Sally Ann Johnson, 41, was sentenced by U.S. District Judge Denise Casper in Boston, who said the evidence suggested the psychic took advantage of the Martha’s Vineyard resident as the woman began to suffer from dementia.
“There is a strong inference of fraud here,” Casper said.
She ordered Johnson to repay the woman nearly $3.57 million she received from 2007 to 2014 and to pay $725,912 in restitution to the U.S. government for the taxes she avoided paying.
Johnson, who never passed the second grade and calls herself a Romani “spiritual consultant,” pleaded guilty in October to trying to impede the administration of tax laws. In court, she apologized for that conduct.
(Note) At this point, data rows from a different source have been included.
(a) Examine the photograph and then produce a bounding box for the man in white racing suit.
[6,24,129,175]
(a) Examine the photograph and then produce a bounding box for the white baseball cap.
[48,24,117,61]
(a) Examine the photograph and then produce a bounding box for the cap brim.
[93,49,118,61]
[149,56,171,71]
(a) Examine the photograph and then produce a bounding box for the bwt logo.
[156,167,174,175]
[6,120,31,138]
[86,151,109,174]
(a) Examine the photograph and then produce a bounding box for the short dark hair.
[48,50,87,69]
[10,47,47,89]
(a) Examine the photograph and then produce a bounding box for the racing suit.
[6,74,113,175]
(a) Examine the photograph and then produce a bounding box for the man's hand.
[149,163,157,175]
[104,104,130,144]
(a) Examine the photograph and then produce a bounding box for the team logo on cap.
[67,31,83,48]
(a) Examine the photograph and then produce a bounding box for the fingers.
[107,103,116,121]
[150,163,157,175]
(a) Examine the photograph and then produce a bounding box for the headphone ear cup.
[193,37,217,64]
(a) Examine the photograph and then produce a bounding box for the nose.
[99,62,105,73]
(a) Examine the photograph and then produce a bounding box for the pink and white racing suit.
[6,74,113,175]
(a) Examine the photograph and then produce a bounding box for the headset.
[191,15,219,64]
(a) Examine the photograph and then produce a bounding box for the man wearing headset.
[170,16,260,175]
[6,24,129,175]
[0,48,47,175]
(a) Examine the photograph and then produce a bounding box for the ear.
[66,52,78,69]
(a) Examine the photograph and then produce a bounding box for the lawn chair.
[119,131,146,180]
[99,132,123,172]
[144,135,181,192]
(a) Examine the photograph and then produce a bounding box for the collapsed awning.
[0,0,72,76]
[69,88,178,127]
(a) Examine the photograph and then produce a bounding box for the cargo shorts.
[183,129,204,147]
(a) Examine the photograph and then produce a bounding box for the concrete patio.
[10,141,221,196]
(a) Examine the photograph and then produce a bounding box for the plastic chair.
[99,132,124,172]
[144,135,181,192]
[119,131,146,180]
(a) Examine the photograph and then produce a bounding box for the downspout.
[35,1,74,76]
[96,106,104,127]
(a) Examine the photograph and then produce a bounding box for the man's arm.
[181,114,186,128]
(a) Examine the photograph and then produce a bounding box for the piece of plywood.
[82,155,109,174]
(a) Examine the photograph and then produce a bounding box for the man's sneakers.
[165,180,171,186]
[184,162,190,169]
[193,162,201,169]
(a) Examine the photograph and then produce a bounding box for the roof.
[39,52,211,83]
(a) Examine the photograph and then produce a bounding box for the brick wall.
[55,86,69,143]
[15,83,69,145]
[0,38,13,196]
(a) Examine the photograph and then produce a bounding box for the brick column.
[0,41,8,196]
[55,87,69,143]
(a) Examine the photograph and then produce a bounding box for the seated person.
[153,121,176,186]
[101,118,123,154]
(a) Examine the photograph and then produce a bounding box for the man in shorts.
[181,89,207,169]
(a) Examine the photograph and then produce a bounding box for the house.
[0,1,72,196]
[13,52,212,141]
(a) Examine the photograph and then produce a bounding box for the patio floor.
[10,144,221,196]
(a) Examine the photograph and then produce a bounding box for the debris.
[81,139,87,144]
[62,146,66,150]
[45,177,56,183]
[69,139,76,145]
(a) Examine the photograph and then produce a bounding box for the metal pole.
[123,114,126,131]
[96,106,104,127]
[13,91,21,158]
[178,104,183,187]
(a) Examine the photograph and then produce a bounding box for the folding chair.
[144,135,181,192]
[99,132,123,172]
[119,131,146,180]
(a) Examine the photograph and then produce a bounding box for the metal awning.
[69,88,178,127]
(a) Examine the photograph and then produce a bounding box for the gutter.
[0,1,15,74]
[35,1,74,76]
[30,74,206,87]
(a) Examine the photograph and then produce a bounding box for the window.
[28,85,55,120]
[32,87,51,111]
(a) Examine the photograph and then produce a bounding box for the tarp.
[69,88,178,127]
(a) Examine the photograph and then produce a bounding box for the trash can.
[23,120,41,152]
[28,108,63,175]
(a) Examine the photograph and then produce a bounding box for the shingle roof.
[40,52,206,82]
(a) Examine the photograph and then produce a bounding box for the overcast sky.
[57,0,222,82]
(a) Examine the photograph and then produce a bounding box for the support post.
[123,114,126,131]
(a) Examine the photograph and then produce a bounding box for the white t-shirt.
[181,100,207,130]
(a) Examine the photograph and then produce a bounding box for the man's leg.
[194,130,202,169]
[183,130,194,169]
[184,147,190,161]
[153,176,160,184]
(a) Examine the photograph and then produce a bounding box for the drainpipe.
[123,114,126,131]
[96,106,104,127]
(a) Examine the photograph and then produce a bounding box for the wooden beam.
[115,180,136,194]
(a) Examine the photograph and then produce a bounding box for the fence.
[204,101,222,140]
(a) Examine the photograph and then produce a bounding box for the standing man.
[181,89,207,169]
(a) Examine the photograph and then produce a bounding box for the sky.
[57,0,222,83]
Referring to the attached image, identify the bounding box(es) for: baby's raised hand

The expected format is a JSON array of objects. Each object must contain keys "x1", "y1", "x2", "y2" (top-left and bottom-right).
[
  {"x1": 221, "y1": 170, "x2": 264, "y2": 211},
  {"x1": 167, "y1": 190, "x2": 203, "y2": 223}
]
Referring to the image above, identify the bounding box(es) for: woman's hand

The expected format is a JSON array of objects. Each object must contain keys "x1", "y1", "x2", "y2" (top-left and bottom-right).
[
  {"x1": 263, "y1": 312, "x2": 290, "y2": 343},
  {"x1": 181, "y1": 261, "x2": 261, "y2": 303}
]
But Johnson denied that she took advantage of anyone. Her attorneys called the elderly woman intelligent if not eccentric and fully competent when she employed Johnson.
“I am not somebody who would do wrong to anybody,” Johnson said.
Court papers refer to the woman only as “V.P.” and say she attended Radcliffe College and Harvard University, was independently wealthy and was more than 70 years old in 2007. She is a resident of Martha’s Vineyard, a favorite vacation spot for the rich and famous.
“She is someone who descends from great wealth and power,” Paul Petruzzi, one of Johnson’s lawyers, said in court.
Prosecutors said that Johnson, who has lived in Florida and also goes by Angela Johnson, has operated a small collection of businesses that offer psychic or spiritual services.
Prosecutors contended Johnson employed techniques commonly used by fraudulent fortune-tellers who prey on vulnerable and incapacitated people and cultivated a sense of dependence in the elderly woman.
The unnamed woman was already prone to believe in the presence of evil spirits, prosecutors said. They said that as her dementia advanced, the woman attributed her symptoms to demonic possession, which she hoped Johnson could alleviate.
To evade the Internal Revenue Service’s scrutiny, Johnson used an alias, directed the woman to wire payments to three different bank accounts and withdrew large sums of cash to conceal the money’s source, prosecutors said.
She also accrued charges on a credit card held in the elderly woman’s name, spending $20,000 on entertainment and jewelry alone, prosecutors said.